E sobre Holmes não ter ciência sobre Hooper ser uma mulher, não acredito, afinal, Mark Gatiss e Steven Morfat são bastante ligados ao original ACD e lá Sherlock guarda o retrato de Irene Adler justamente por ela ser a única mulher que o venceu. Nesse caso, estaríamos afirmando que duas mulheres foram mais inteligentes que o detetive, e uma delas bem debaixo do seu nariz. Acho que não mesmo.
De qualquer forma, isso tanto faz, já que é apenas um puxão da imaginação de Sherlock e não algo real e eu estou apenas falando para um eco, não estou? Por favor, por favor, alguém ai?

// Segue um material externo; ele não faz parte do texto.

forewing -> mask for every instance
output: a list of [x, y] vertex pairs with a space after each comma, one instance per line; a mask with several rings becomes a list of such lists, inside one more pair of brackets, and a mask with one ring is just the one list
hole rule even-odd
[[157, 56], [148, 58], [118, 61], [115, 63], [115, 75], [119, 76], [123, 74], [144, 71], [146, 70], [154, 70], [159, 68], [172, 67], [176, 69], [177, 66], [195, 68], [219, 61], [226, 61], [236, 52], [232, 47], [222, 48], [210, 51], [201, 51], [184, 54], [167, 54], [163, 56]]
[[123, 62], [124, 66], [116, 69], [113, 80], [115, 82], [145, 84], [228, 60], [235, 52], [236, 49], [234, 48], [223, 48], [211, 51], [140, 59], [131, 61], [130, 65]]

Outro ponto forte do especial e que me deixou curiosa foi a relação entre os irmãos Holmes. Oh meu Deus! Eu amei, amei, amei! E se algumas teorias que li por ai tiverem algum ponto de verdade, meu coração vai ainda doer muito, pois eu não quero perder Mycroft!
Para fechar, minha teoria sobre John ser meio que um cocô na mente de Sherlock... Acho que ele foi retratado apenas como um homem adequado para tal tempo. Não vejo como uma tentativa de fazer um Watson grosseiro, acredito que enquanto Holmes era alguém a frente do seu tempo (ele é vaidoso assim para se imaginar mais 'evoluído' que os outros), o médico representaria o perfeito homem com a mente do século XIX.
Enfim, era isso. Ainda estou me recuperando. Comentários, por favor?